U.S. consumer spending fell in April, despite personal income posting the largest increase in 11 months, a government report showed on Monday, pointing to lackluster consumption activity in the second quarter.

The Commerce Department said spending slipped 0.1 percent after a revised 0.3 percent fall in March, previously reported as a 0.2 percent drop. That was slightly better than market expectations for a 0.2 percent fall in spending.

A government report on Friday showed spending, which accounts for over 70 percent of economic activity, rose at a 1.5 percent annual rate in the first quarter, but slower than the 2.2 percent increase the Commerce Department had previously estimated. Consumption plunged in the second half of last year.

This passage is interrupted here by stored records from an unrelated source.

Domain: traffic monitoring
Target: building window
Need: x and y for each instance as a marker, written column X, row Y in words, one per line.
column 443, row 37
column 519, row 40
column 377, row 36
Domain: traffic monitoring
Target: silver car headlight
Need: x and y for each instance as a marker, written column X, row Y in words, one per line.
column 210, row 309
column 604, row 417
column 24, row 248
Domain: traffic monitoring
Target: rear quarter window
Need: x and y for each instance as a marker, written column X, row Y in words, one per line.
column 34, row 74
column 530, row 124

Personal income rose 0.5 percent, the biggest increase since May last year, after falling by a revised 0.2 percent in March, which had been reported as a 0.3 percent decline in March. Analysts polled by Reuters had forecast income to fall 0.2 percent in April.

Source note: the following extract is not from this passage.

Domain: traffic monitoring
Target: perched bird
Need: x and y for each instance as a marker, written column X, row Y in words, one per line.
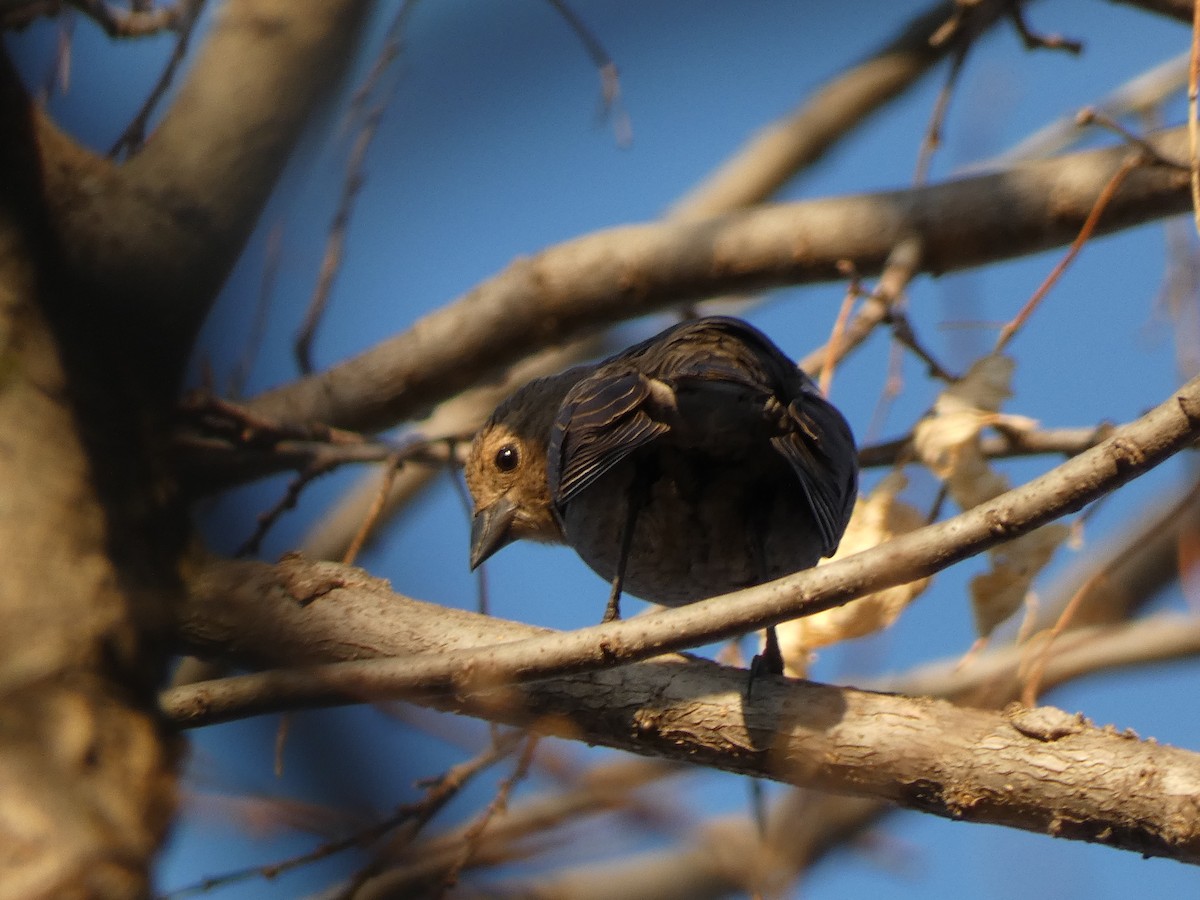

Real disposable income surged 1.1 percent in April, boosted by tax cuts and increased social benefit payments under the government's record $787 billion stimulus package, the Commerce Department said. Excluding the stimulus package, real disposable income increased 0.7 percent in April.

Savings jumped to a record annual rate of $620.2 billion. The savings rate rose to 5.7 percent in April, the highest level since February 1995, from 4.5 percent the previous month. Households, buffeted by job losses and falling asset values, are cutting back spending on non-essential items, preferring to save any extra income.